BookmarkSubscribeRSS Feed
🔒 This topic is solved and locked. Need further help from the community? Please sign in and ask a new question.
Saba1
Quartz | Level 8

I have below mentioned two models. In Model-1 dependent (Buy) and independent (Gender) variables are categorical variables. Rest of the control variables are continuous. Whereas, in Model-2 all the dependent and independent variables (i.e. interaction terms of gender and types of executives) are dummy variables. Also, I need to include two-way fixed effect in my regression models i.e. time and firm fixed effect. My data has 12 months and 4000 unique firms.

 

I am not sure which "proc" to use for these two models to get accurate estimates. Just to mention, for Model-2, I need to measure a significant difference between the coefficients of male and female in 3 different executive positions. For example, difference between coefficients of Female_Chairman and Male_Chairman. 

 

Model - 1:

Buy= α+ β1Gender+ β2Age+ β3Experience+ β4Return+ β5Firm_Size+ β6Volatility+ β7shares+ ∑ βmonth+ ∑ βfirm+ ε

 

Model - 2:

Buy= α+ β1Female_Chairman + β2Male_Chairman + β3Female_Director + β4Male_Director + β5Female_Officer + β6Male_Officer+ ∑ βmonth+ ∑ βfirm+ ε

 

Buy (dependent) = dummy variable equals “1” when shares are bought, and “0” if shares are sold.
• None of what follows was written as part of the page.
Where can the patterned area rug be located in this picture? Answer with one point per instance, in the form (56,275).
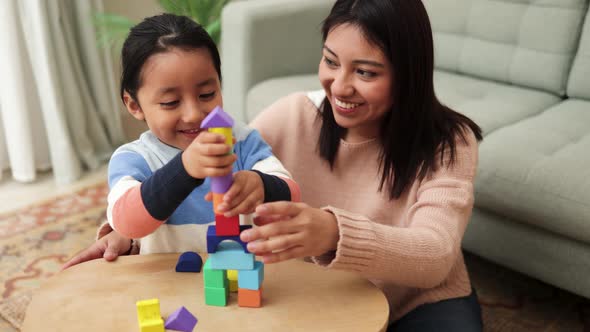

Gender (independent) = dummy variable equals “1” if executive is a female, and “0” if male.

 

Previously I used proc glm, but then realized that due to a binary dependent variable the coefficients would be misleading.

proc glm data= Model_1;
absorb firm;
 class month;
	model Buy = Gender Age Experience Return Firm_Size Volatility shares month / solution noint;
run;

Kindly suggest an appropriate syntax for the solution. Thanks

1 ACCEPTED SOLUTION

Accepted Solutions
StatDave
SAS Super FREQ

As I discussed in one of your other postings on this same question (would be better to not create multiple postings), GLM is NOT appropriate for a binary response since it assumes the response is normal and a binary response is about as far from normal as you can get. I suggested using either PROC GEE with a REPEATED statement or PROC LOGISTIC with a STRATA statement. See the examples of both of these in the documentation for those procedures. These are two approaches for modeling data with repeated measurements where you have clusters of correlated observations. If you consider all of the observations within a firm as correlated, then you would specify your firm variable in the SUBJECT= option in GEE's REPEATED statement or in LOGISTIC's STRATA statement. Again, as I mentioned before, the model you say you want would include Gender and Position type variables (NOT dummy variables for their individual levels) and their interaction. These two variables should appear in both the CLASS and MODEL statements in either procedure and then the SLICE statement can be used to do the comparisons. I gave an example of this using PROC LOGISTIC.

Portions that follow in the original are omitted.